In the meantime, he has serious concerns on the labor front. Doan was in Toronto exactly two weeks ago Thursday and took in a short bargaining session when NHL commissioner Gary Bettman rejected all three of the NHLPA’s counteroffers.

"I was glad I was in the room. It was important. I wanted to be there, it was interesting to see how it went and how it works," said Doan. "And in that particular moment we had agreed to come down to 50-50. That was a fairly large concession by the players. From watching when Gary walked out and said, 'They took a step backwards.' That galvanized the players."

That’s a comment I’ve now heard from two dozen players over the past two weeks. It wasn’t the fact the NHL rejected the NHLPA’s three counteroffers, but rather the quick manner in which it was done.
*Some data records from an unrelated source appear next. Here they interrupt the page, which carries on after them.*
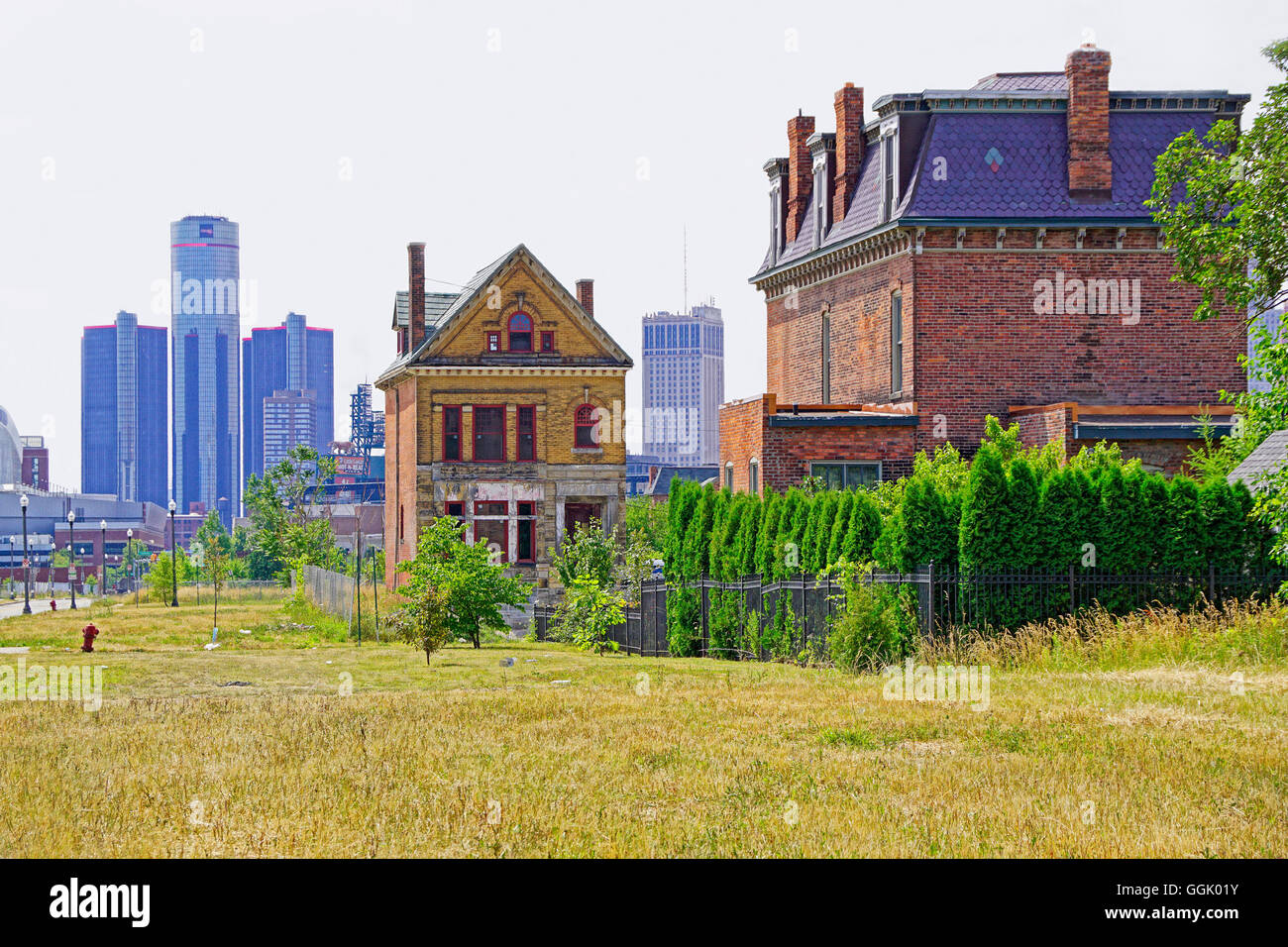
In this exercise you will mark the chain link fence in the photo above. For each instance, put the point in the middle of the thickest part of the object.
(330, 591)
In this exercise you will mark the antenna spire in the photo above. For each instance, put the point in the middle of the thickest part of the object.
(686, 269)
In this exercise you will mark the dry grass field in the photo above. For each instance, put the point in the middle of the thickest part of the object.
(1149, 737)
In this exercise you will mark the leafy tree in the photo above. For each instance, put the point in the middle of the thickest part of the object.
(217, 545)
(682, 598)
(421, 620)
(647, 518)
(1223, 205)
(472, 585)
(635, 564)
(160, 579)
(588, 552)
(282, 531)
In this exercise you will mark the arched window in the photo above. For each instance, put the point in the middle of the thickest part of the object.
(587, 427)
(520, 333)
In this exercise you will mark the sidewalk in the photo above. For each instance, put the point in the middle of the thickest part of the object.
(8, 609)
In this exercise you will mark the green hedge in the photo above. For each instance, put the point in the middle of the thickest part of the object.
(1006, 510)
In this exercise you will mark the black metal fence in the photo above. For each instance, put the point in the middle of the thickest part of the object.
(935, 599)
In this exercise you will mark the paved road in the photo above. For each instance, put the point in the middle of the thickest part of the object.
(9, 609)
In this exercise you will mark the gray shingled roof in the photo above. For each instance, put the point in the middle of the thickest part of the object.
(1266, 459)
(699, 474)
(436, 304)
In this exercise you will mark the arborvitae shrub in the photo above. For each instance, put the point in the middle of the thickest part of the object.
(767, 538)
(1184, 540)
(983, 541)
(1022, 501)
(836, 540)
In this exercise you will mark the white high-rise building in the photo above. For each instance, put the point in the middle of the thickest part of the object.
(683, 385)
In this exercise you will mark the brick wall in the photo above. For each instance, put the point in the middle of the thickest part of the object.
(1039, 428)
(974, 344)
(982, 347)
(787, 451)
(400, 513)
(858, 308)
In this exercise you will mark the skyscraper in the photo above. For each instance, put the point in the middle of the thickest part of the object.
(205, 283)
(291, 357)
(683, 385)
(124, 449)
(288, 419)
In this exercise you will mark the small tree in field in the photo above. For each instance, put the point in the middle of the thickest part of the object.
(589, 611)
(218, 554)
(421, 621)
(472, 585)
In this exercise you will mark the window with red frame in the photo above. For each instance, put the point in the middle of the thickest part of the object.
(587, 427)
(526, 420)
(452, 432)
(520, 333)
(488, 433)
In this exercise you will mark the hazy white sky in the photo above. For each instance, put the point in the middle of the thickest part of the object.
(472, 127)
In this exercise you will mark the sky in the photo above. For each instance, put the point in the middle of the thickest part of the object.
(596, 134)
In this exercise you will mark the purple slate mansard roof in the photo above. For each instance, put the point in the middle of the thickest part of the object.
(1031, 180)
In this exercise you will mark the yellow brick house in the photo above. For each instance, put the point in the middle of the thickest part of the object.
(502, 408)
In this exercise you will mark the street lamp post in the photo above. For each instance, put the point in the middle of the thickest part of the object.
(174, 562)
(357, 577)
(71, 554)
(26, 567)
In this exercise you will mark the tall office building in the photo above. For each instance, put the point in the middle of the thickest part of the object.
(205, 282)
(288, 419)
(124, 449)
(683, 385)
(291, 357)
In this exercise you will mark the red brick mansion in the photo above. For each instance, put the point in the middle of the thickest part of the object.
(978, 252)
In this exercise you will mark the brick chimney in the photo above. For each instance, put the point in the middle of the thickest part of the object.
(415, 295)
(587, 295)
(799, 171)
(849, 147)
(1090, 170)
(822, 149)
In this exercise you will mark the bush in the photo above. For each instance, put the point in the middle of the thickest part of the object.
(875, 626)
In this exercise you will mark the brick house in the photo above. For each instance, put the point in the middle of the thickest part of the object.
(501, 408)
(970, 253)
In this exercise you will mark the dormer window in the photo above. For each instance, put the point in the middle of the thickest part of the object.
(889, 179)
(520, 333)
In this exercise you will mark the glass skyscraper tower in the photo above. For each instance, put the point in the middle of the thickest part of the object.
(124, 449)
(205, 283)
(291, 357)
(683, 385)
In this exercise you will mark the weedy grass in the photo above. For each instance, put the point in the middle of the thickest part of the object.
(1117, 742)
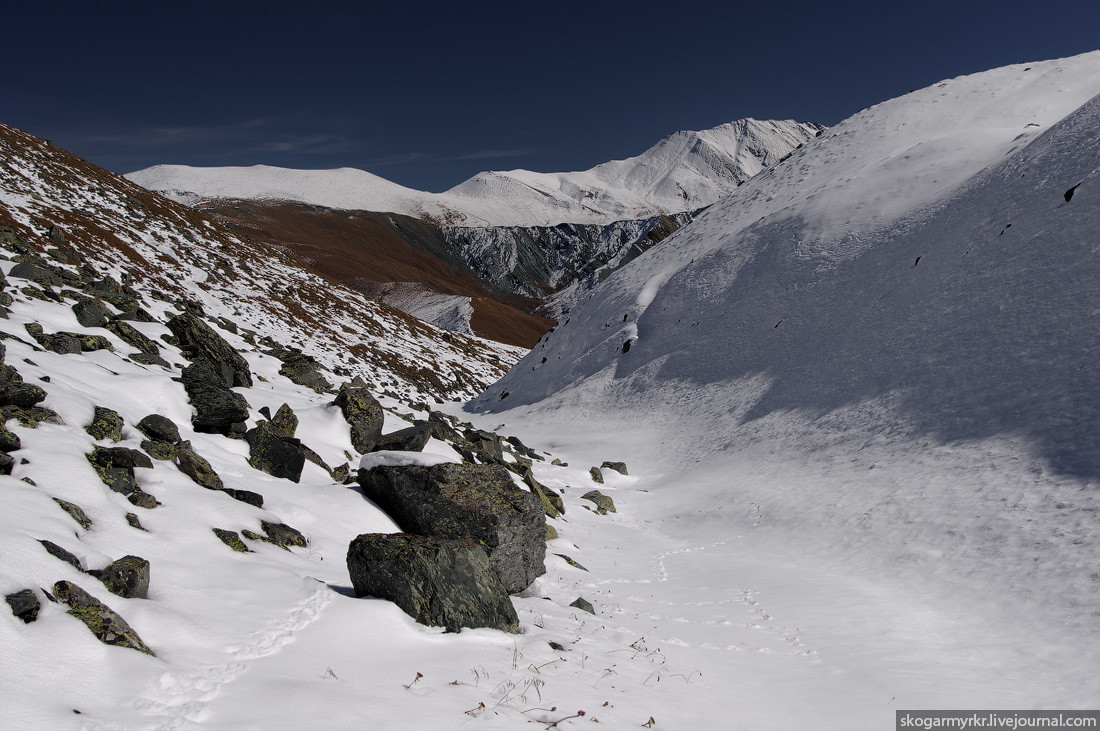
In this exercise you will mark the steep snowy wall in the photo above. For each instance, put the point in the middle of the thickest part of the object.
(925, 254)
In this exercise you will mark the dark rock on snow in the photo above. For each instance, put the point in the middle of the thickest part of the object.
(219, 410)
(438, 582)
(103, 622)
(466, 501)
(24, 605)
(127, 577)
(363, 413)
(199, 342)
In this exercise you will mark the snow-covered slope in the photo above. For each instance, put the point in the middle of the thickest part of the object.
(684, 172)
(875, 364)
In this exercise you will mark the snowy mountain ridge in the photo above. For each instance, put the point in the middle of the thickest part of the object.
(684, 172)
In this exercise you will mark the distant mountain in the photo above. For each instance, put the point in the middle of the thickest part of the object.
(934, 254)
(684, 172)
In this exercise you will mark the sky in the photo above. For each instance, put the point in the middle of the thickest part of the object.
(430, 93)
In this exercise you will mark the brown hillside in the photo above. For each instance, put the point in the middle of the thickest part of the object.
(364, 250)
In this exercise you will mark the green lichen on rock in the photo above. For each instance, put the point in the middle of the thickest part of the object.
(570, 562)
(604, 504)
(106, 423)
(127, 577)
(103, 622)
(76, 511)
(231, 539)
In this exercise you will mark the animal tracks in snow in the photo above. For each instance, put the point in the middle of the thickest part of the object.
(179, 697)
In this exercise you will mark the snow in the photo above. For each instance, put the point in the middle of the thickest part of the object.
(858, 482)
(684, 172)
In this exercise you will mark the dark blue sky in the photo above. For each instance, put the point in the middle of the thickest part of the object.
(428, 93)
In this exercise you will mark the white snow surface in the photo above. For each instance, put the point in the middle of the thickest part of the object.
(684, 172)
(862, 390)
(886, 501)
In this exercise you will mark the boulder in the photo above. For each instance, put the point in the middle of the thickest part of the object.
(76, 512)
(24, 605)
(438, 582)
(199, 342)
(106, 423)
(160, 429)
(363, 413)
(300, 368)
(90, 313)
(103, 622)
(61, 553)
(195, 466)
(413, 439)
(273, 453)
(283, 534)
(617, 466)
(9, 441)
(219, 410)
(231, 539)
(604, 504)
(285, 421)
(479, 502)
(133, 338)
(127, 577)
It angered the players in the room that day, a room that included the likes of Jonathan Toews and Sidney Crosby as well as Doan, among others.

"When they just flat-out said 'No' and I’m not sure they really had time to read all three of them, then you realize that it’s a tough situation because they don’t want to negotiate whatsoever," said Doan.

"It’s just more about the money grab," he added. "And, in a way, that’s encouraging as a player in the fact that I think eventually something will get done because it’s more about just how much money they can get than it is about the systemic problems they were talking about earlier on. It really comes down to how much money they can grab, and I understand that."

Perhaps it was along those lines that Doan delivered that gem of a line that day in Toronto after the league rejected all three union offers.

"When people ask for money, they usually say, 'Give me your money or I'm going to hurt you,'" Doan said that day. "They don't say, 'Give me your money and I'm going to hurt you.'"

"There’s that little word of 'and' or 'or,' and that’s kind of important," Doan chuckled Thursday in recalling that line.

Doan simply hopes bargaining resumes soon.

"People may not believe this, but the players are the biggest fans of the game there is," said Doan. "We care so much about the game. We’ve sacrificed a lot for it. We want this deal done so badly."